Perhaps your filter is more complex than necessary?
Finally, an important idea: for EMI engineers, terminal impedances are usually unknown so, if you have no experience with the product perhaps you will need to try both orientations to find the appropriate solution.
- in our example, what is bigger, the output impedance of the coffee machine or the input impedance of the LISN?
- when will you use a T-network (LCL) versus a PI- network (CLC)?
Arturo Mediano received his M.Sc. (1990) and his Ph.
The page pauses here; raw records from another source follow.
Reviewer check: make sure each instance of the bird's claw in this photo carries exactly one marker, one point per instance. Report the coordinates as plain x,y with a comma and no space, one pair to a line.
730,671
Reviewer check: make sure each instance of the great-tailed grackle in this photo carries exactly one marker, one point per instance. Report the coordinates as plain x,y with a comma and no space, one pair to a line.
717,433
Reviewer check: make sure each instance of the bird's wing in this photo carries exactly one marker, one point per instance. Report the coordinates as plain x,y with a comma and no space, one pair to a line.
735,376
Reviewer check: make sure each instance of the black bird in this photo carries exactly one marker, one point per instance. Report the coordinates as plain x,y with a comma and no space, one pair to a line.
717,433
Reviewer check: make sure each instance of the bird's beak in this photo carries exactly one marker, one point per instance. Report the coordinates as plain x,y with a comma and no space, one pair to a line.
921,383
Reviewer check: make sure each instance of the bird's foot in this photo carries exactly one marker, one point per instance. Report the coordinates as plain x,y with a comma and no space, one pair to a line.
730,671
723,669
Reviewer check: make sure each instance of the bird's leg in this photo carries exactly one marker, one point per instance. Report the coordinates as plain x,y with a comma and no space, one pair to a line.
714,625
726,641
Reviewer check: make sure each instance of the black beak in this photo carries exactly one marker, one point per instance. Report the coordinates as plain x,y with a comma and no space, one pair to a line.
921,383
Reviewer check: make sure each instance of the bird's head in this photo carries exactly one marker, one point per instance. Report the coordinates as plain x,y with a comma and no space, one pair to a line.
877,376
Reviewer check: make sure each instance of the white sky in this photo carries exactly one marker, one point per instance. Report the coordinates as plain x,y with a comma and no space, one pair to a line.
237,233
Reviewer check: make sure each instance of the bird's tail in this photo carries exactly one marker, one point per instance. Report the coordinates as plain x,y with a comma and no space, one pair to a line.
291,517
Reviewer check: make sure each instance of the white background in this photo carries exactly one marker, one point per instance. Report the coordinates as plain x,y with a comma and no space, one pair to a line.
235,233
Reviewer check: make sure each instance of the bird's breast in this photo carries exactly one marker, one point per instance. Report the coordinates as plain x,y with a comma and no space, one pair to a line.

D. (1997) in Electrical Engineering from University of Zaragoza (Spain), where he has held a teaching professorship in EMI/EMC/RF/SI from 1992. From 1990, he has been involved in R&D projects in EMI/EMC/SI/RF fields for communications, industry and scientific/medical applications with a solid experience in training, consultancy and troubleshooting for companies in Spain, USA, Switzerland, France, UK, Italy, Belgium, Germany and The Netherlands. He is the founder of The HF-Magic Lab®, a specialized laboratory for design, diagnostic, troubleshooting, and training in the EMI/EMC/SI and RF fields at I3A (University of Zaragoza), and from 2011, he is instructor for Besser Associates (CA, USA) offering public and on site courses in EMI/EMC/SI/RF subjects through the USA, especially in Silicon Valley/San Francisco Bay Area. He is Senior Member of the IEEE, active member from 1999 (now Chair) of the MTT-17 (HF/VHF/UHF) Technical Committee of the Microwave Theory and Techniques Society and member of the Electromagnetic Compatibility Society. Arturo can be reached at firstname.lastname@example.org. Web: www.cartoontronics.com.
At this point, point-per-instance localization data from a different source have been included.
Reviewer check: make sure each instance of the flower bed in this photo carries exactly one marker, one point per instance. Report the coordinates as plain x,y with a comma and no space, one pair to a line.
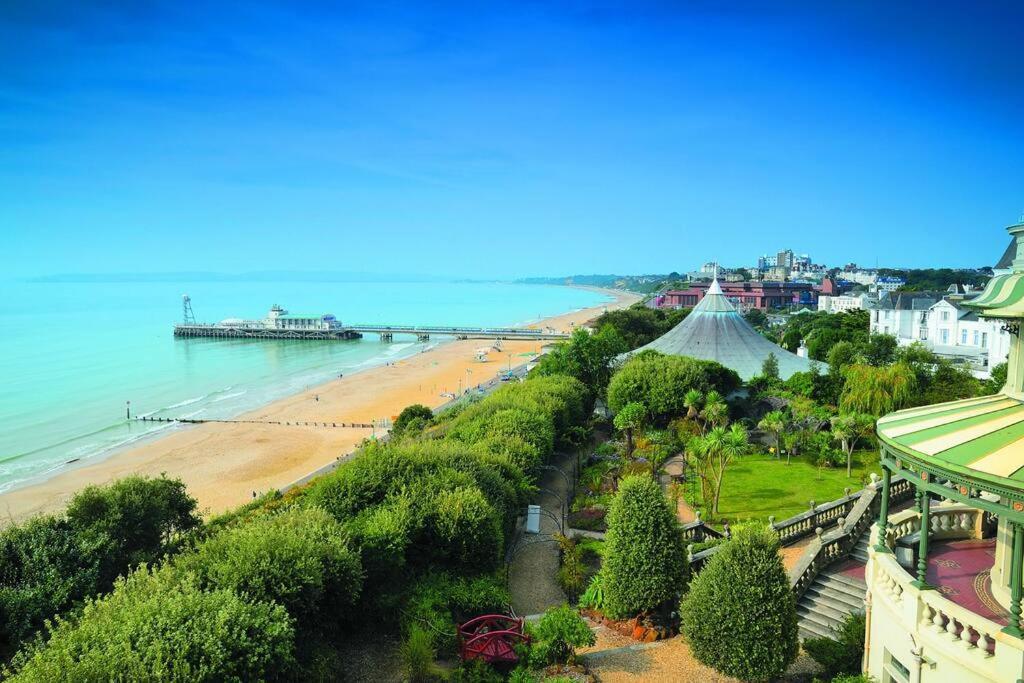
642,629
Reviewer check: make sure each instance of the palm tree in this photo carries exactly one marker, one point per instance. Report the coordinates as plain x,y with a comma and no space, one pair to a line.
850,428
715,451
628,420
716,411
774,424
691,400
877,390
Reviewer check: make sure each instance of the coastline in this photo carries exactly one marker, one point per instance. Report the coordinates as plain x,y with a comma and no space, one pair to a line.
222,464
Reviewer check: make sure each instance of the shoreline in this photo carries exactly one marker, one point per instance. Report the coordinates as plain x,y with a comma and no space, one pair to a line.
223,464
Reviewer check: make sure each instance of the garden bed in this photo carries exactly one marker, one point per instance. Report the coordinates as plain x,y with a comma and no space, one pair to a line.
642,629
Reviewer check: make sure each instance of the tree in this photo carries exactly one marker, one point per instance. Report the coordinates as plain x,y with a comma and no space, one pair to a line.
629,420
715,412
774,424
660,382
715,451
644,559
586,356
877,390
691,401
848,429
298,558
140,519
415,415
996,380
45,567
842,354
557,635
155,627
881,350
743,591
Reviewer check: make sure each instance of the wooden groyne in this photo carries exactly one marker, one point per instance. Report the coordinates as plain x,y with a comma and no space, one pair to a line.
286,423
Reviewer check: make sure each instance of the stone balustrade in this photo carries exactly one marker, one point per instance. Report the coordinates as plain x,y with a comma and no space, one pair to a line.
943,630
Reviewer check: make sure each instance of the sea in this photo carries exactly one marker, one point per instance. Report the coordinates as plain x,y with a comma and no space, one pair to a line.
76,356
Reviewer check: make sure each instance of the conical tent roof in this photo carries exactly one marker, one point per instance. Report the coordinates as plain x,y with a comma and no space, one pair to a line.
716,331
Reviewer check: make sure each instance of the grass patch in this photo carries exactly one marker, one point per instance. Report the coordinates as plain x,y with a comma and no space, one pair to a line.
758,485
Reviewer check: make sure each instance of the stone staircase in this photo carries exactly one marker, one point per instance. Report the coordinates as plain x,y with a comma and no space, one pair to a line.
832,597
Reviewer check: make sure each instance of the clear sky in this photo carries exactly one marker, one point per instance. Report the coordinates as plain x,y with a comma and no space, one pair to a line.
486,139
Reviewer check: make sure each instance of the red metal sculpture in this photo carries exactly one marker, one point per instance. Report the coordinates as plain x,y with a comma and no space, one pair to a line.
492,638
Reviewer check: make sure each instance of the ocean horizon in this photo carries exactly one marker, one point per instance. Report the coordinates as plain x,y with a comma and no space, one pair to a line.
76,352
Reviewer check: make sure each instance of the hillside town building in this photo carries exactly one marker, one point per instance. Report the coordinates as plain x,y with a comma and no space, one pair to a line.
944,577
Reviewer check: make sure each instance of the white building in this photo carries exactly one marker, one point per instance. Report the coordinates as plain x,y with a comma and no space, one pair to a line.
943,325
835,304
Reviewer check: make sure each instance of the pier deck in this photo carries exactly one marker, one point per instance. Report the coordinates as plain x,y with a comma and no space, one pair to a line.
386,332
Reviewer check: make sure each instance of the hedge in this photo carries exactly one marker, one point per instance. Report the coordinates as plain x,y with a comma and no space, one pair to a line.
743,592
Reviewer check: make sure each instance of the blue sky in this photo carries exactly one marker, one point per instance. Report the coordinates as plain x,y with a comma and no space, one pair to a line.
486,139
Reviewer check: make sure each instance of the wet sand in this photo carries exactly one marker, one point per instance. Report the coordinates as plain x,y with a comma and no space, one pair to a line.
224,463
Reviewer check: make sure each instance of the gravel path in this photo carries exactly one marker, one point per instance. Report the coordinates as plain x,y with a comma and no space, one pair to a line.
532,573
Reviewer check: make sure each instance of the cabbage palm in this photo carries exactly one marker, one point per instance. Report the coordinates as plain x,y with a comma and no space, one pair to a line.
715,451
850,428
774,424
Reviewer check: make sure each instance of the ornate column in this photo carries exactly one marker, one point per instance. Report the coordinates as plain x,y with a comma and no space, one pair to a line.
884,511
1016,568
925,503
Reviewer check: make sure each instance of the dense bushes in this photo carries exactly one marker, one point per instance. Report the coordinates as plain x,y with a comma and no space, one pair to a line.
843,653
660,382
430,510
644,560
297,558
743,592
154,627
50,563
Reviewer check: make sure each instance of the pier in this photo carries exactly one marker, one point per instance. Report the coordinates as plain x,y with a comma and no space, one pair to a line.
423,333
287,423
279,324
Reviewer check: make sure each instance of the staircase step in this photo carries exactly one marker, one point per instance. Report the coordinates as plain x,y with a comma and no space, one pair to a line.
823,624
843,583
829,609
816,592
811,630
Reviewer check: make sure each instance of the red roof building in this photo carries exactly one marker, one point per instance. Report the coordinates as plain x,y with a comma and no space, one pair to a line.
763,295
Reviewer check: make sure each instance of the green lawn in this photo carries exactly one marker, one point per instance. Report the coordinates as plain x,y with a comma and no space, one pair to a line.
759,485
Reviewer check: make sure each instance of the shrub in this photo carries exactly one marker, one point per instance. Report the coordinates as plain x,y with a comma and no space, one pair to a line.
660,382
418,655
559,632
843,653
153,627
45,567
463,530
298,558
593,597
140,519
417,414
644,559
743,591
440,599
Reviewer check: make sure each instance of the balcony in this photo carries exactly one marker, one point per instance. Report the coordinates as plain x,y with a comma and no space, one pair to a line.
950,630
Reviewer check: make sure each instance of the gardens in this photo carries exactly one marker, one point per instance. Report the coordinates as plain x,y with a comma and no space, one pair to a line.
409,539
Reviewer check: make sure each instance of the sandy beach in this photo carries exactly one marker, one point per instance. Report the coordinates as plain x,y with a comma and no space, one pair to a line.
223,464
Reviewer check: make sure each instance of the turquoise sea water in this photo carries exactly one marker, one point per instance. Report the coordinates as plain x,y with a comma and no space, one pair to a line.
73,353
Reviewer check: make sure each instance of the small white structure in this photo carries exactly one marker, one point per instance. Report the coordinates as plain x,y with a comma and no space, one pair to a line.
943,325
836,304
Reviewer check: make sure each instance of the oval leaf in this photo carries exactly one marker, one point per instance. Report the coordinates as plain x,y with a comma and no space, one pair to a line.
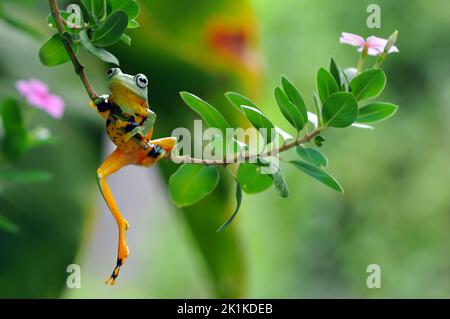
251,179
96,8
340,110
326,84
280,184
15,139
312,156
289,110
25,176
209,113
238,205
260,122
191,183
53,52
8,226
376,112
335,72
102,54
130,7
318,174
111,30
369,84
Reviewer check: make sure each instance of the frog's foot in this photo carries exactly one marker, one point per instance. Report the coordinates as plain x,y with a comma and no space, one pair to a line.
156,151
122,255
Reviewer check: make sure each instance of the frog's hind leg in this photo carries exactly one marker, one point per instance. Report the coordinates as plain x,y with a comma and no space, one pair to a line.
112,164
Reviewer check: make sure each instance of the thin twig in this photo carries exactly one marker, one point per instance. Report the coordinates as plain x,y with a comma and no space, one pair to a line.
80,71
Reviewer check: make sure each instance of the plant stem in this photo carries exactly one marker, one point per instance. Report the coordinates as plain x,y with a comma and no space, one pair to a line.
79,68
237,159
80,71
362,60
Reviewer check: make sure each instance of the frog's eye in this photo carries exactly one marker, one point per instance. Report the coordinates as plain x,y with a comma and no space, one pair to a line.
111,72
141,81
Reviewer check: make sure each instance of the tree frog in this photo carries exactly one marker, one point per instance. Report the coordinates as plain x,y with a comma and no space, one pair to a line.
129,125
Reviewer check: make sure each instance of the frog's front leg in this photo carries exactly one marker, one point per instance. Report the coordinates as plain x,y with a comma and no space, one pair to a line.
112,164
140,129
103,106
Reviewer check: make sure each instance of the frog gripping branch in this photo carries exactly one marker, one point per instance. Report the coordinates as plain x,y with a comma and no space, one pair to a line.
340,101
128,116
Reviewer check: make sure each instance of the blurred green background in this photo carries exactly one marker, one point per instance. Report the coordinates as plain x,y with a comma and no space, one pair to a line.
317,243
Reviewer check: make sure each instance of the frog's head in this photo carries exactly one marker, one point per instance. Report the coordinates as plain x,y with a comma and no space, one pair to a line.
127,89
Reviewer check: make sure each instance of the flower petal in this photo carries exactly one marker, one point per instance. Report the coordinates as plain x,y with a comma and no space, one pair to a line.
394,49
372,51
38,86
352,39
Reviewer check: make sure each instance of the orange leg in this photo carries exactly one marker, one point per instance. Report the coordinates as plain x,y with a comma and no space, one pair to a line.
112,164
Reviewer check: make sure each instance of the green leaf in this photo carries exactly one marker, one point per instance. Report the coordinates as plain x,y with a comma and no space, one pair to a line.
191,183
209,113
318,174
23,176
40,136
53,52
312,156
280,183
96,8
111,30
260,122
335,72
133,24
251,179
237,100
340,110
125,39
52,23
238,205
15,141
291,112
8,226
369,84
326,84
130,7
318,109
376,112
294,96
102,54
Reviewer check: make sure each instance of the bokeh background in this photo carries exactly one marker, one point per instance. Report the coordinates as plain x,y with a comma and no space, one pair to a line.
317,243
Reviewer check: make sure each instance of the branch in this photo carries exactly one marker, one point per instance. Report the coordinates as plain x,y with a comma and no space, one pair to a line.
79,68
80,71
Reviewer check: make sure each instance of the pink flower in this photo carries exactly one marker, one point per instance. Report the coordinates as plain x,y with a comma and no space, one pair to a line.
374,45
38,95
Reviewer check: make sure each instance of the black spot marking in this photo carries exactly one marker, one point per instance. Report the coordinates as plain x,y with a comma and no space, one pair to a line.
130,126
155,151
104,106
Hello Professor, I once attended a training from Eur Ing Keith Armstrong who illustrated this concept in a unique way. He stated that for a wave propagation to happen, the impedance needs to be maintained uniform (i.e. there should be no change in impedance). So for a wave propagation to not happen (or to filter it out), the impedance needs to be maintained non-uniform (i.e. there should be maximum impedance discontinuities in the path). So a low impedance needs to be followed with a high impedance and then followed by a low impedance etc. It was quite an intuitive way for me to understand the concept.
Thanks & Regards,
That is correct. When using inductors and capacitors you are trying to filter
through MISMATCHING (the opposity to matching when you are looking for good coupling between two systems).
Note that you can combine or replace this technique with ABSORTION when using resistors or ferrites in your filter.
So,, for a good mismatch at the frequencies you want to avoid, you need to create a big impedance discontinuity.
A final comment: with concentrated parameters you do not need to think in wave propagation but the idea is the same.